Skander Manaa
フィルム写真とは、なんと浪費的行為なんだろう。
36枚撮りのフィルムを装填し、構え、シャッターを切る。
祈りは捧げられ、しかし聞き届けられるとは限らない。
暗室ではすべてが明らかになる。
失敗はつきものだ、特にアマチュアであればなおさらのこと。
では、こうして人生の中で撮りためた何十、何百、何千という“非写真”たちはどうなるのだろう?
それらは、クラウドのゴミ箱やネガフォルダ、古びたハードドライブの中で朽ちていく。
彼らの罪は、「役に立たないこと」。
その存在自体が、生産性という神聖な概念への反逆なのだ。
けれど、もしそれらに(新たな)命を与えられるとしたら?
もし、その「失敗」や「異形」という本質そのものが、
むしろそれらを“何かもっと別のもの”へと変える力を秘めているとしたら?
言葉は自然な居場所を見つけ、意識の流れに身を委ねながら、新たな形を得る。
アルベール・カミュは、意味のない世界の中で“固有の意味”を探すことは不条理だと教えた。

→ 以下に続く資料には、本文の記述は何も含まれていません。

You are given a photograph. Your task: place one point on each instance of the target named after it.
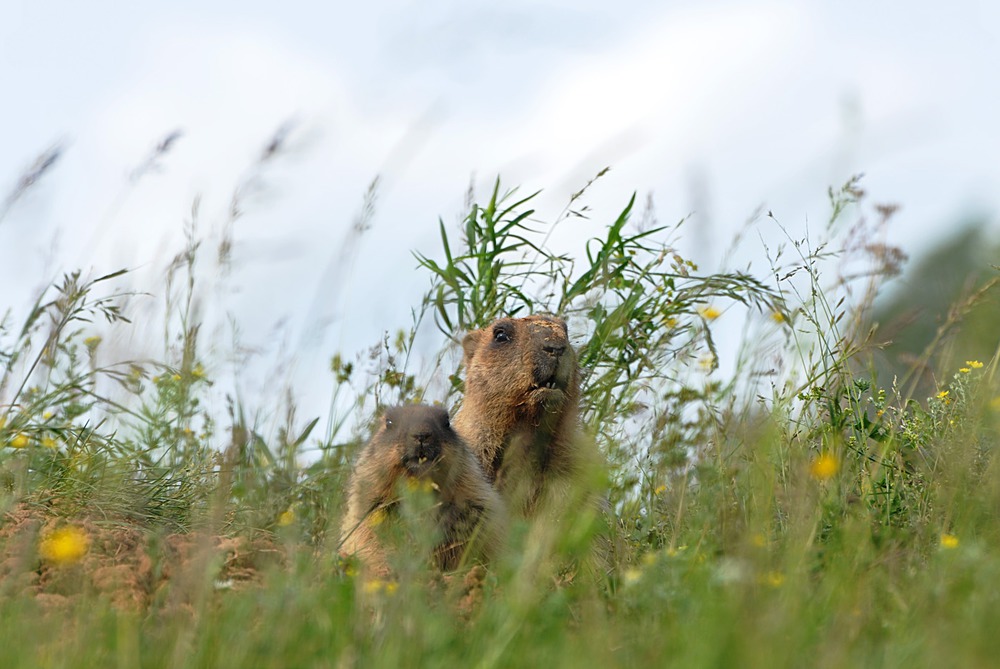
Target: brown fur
(520, 411)
(416, 444)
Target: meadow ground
(800, 512)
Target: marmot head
(415, 438)
(526, 363)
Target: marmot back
(520, 411)
(415, 444)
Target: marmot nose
(554, 349)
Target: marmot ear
(470, 344)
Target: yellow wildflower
(65, 545)
(949, 541)
(824, 467)
(708, 312)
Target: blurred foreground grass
(798, 513)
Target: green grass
(798, 512)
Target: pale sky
(716, 108)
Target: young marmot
(416, 446)
(520, 411)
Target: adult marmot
(520, 412)
(416, 446)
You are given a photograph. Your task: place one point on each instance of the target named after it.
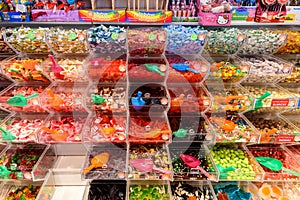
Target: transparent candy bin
(266, 69)
(26, 68)
(228, 69)
(111, 161)
(65, 184)
(27, 40)
(107, 40)
(64, 97)
(232, 127)
(273, 128)
(247, 187)
(107, 98)
(231, 98)
(148, 97)
(147, 69)
(237, 165)
(188, 98)
(26, 90)
(187, 68)
(139, 190)
(22, 127)
(182, 171)
(279, 98)
(98, 189)
(151, 128)
(27, 161)
(108, 68)
(275, 151)
(67, 41)
(155, 157)
(104, 127)
(146, 41)
(62, 128)
(66, 69)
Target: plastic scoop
(97, 99)
(154, 68)
(56, 68)
(6, 135)
(258, 102)
(183, 67)
(20, 100)
(98, 161)
(275, 165)
(146, 165)
(138, 101)
(193, 162)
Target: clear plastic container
(158, 190)
(185, 40)
(149, 162)
(114, 168)
(106, 68)
(67, 41)
(150, 128)
(26, 90)
(273, 128)
(107, 40)
(106, 128)
(146, 41)
(266, 69)
(144, 98)
(235, 163)
(188, 98)
(62, 128)
(27, 161)
(275, 151)
(28, 40)
(199, 151)
(66, 69)
(24, 68)
(147, 69)
(187, 68)
(107, 98)
(200, 190)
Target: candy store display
(28, 40)
(67, 69)
(234, 162)
(67, 41)
(266, 69)
(158, 190)
(62, 128)
(225, 41)
(190, 161)
(274, 169)
(106, 161)
(185, 40)
(187, 68)
(149, 162)
(24, 69)
(191, 190)
(107, 189)
(22, 98)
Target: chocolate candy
(185, 40)
(225, 41)
(146, 41)
(67, 41)
(107, 40)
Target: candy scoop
(20, 100)
(274, 165)
(183, 67)
(97, 161)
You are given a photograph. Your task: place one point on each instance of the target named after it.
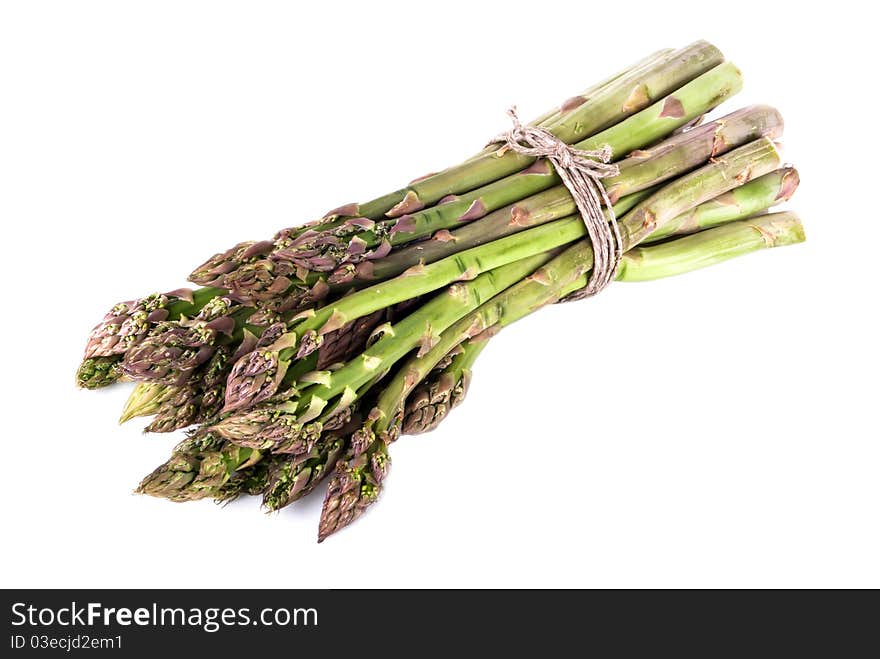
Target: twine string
(581, 172)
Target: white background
(724, 435)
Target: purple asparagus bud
(126, 322)
(254, 378)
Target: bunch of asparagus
(305, 356)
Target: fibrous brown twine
(581, 173)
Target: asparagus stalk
(257, 376)
(364, 239)
(446, 386)
(628, 94)
(640, 172)
(361, 470)
(170, 352)
(418, 329)
(442, 390)
(126, 324)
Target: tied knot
(581, 172)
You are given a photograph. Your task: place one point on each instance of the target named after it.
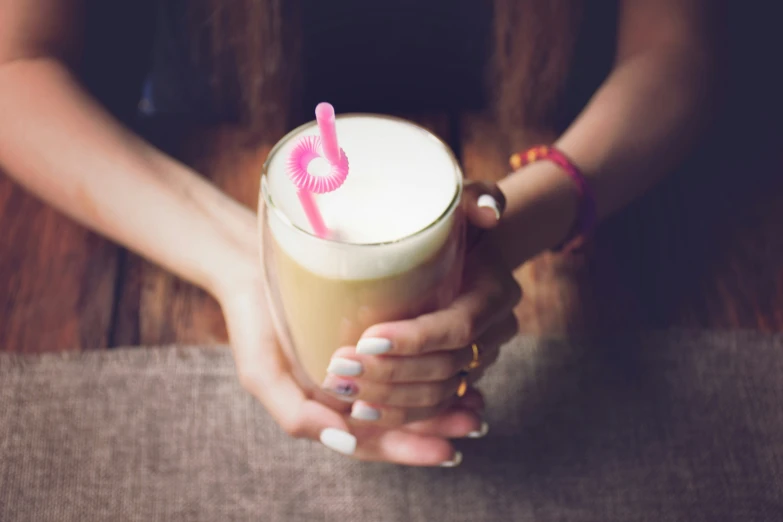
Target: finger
(404, 395)
(454, 327)
(303, 417)
(451, 419)
(484, 204)
(409, 449)
(266, 373)
(451, 328)
(453, 424)
(433, 367)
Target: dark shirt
(405, 55)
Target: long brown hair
(253, 46)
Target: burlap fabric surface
(676, 426)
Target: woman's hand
(405, 371)
(265, 372)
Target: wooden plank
(703, 250)
(155, 307)
(551, 283)
(56, 278)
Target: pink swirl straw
(306, 150)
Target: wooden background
(703, 250)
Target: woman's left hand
(405, 371)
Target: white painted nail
(338, 440)
(373, 346)
(480, 432)
(455, 461)
(363, 411)
(487, 201)
(344, 367)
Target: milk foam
(401, 180)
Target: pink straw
(305, 151)
(324, 115)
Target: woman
(64, 146)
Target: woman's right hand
(264, 371)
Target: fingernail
(341, 387)
(483, 430)
(338, 440)
(363, 411)
(373, 346)
(487, 201)
(344, 367)
(455, 461)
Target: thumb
(484, 204)
(265, 372)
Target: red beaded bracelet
(585, 219)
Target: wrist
(542, 205)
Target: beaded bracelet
(586, 217)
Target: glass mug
(403, 255)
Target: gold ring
(463, 384)
(476, 362)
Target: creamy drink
(395, 243)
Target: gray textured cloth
(668, 427)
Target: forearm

だからこそ、私たちは自らの意味を創り、見出さなければならないのだ。
Up-Cycledは、まさにその試みである。
profile
1998年生まれのベルギーとチュニジアにルーツを持つ写真家。
イタリアを拠点にしながら世界各地を旅している。
『Finding Macondo』は、彼の情熱の結晶である。
主にフィルムで撮影し、私たちがもう一度戻りたくなるような、胸を締めつけ、夢想へと誘う瞬間を追い求めている。
彼は現実の中に潜む魔法を写し取り、自身の“現実を超えた村”を見つけ出そうとしている。
鷹巣由佳
世界中で共通する色の概念として各国で電話帳がイエローページと呼ばれ黄色の紙に印刷されていることに着目し、オンラインクラウドサービスの Google Photos に格納した画像を「黄色」と入力し検索した。

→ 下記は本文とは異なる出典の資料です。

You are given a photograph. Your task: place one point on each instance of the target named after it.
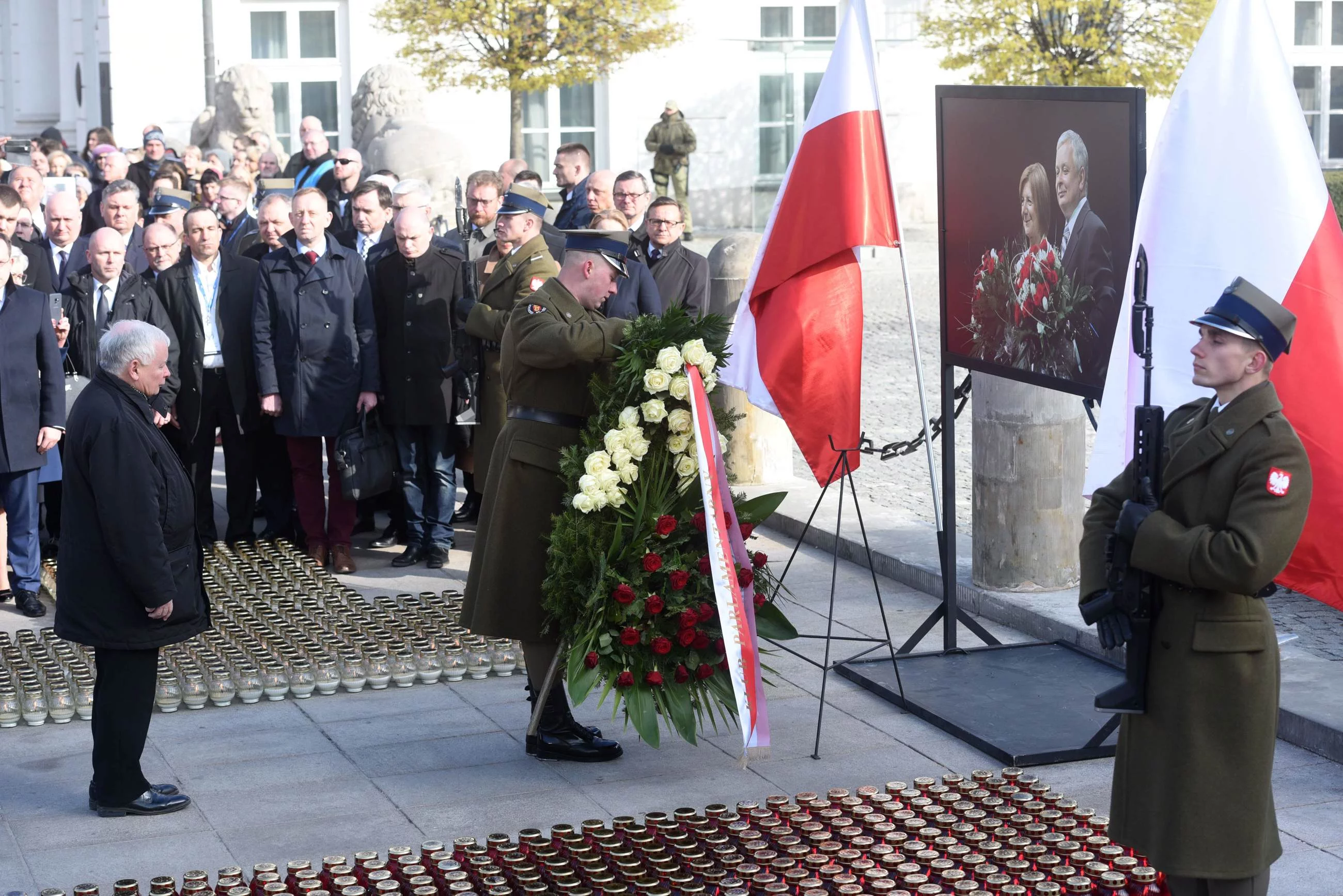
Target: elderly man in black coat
(135, 582)
(209, 298)
(33, 414)
(417, 307)
(316, 365)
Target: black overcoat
(32, 383)
(128, 527)
(315, 338)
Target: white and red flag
(1235, 190)
(797, 344)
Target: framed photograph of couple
(1037, 197)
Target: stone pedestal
(762, 446)
(1029, 461)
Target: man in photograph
(1087, 257)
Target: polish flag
(1235, 190)
(797, 343)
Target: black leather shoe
(390, 538)
(147, 804)
(28, 604)
(163, 790)
(410, 557)
(435, 558)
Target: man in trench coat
(551, 349)
(1193, 776)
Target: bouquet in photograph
(1028, 313)
(629, 584)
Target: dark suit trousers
(122, 702)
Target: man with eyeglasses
(683, 277)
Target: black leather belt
(524, 413)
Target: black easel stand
(842, 472)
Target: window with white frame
(299, 48)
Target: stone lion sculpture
(387, 127)
(243, 104)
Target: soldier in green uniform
(1193, 776)
(552, 344)
(516, 277)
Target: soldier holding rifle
(1193, 774)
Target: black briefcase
(366, 457)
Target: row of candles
(990, 834)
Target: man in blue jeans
(417, 307)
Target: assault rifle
(1133, 594)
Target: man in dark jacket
(683, 276)
(104, 293)
(417, 293)
(137, 582)
(316, 365)
(209, 301)
(33, 414)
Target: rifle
(1133, 593)
(468, 347)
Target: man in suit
(1087, 256)
(683, 277)
(64, 247)
(120, 210)
(572, 163)
(209, 301)
(33, 417)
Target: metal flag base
(841, 473)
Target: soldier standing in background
(672, 142)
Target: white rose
(656, 381)
(686, 465)
(597, 463)
(654, 412)
(670, 360)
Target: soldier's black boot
(559, 738)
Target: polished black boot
(559, 738)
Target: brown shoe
(341, 562)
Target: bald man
(418, 311)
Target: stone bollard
(1029, 461)
(762, 446)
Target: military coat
(552, 345)
(512, 281)
(1193, 776)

すると Google が黄色と判断した画像は、自身では思って いなかった色もヒットした。その写真を写真集として再編した。
私たち人間が予期せぬことは、有機的な空間においても AI(人工知能)による検索システムにおいても起こりうるのである。
自分が思っている色もまた、Google にとっても、誰か にとっては更に違う感じ方をするのかもしれない。
写真を撮ることには知らないことを知ることと同じ「発見」するという楽しさがある。
今ここで感じたことを記録し、予期せぬことに身を委ねつつユニークな行程を経て編纂し生まれた本作品は、私たちの日常に無限 に潜む不思議という存在について模索し続ける。
profile
グラフィックデザイナー、写真家、アーティスト。
2021年に創設されたKYOTOGRAPHIE×Ruinart「Ruinart Japan Award」初代グランプリ、2023年 キヤノン GRAPHGATE入賞、第55回富士フイルムフォトコンテストフォトブック部門審査員特別賞など受賞。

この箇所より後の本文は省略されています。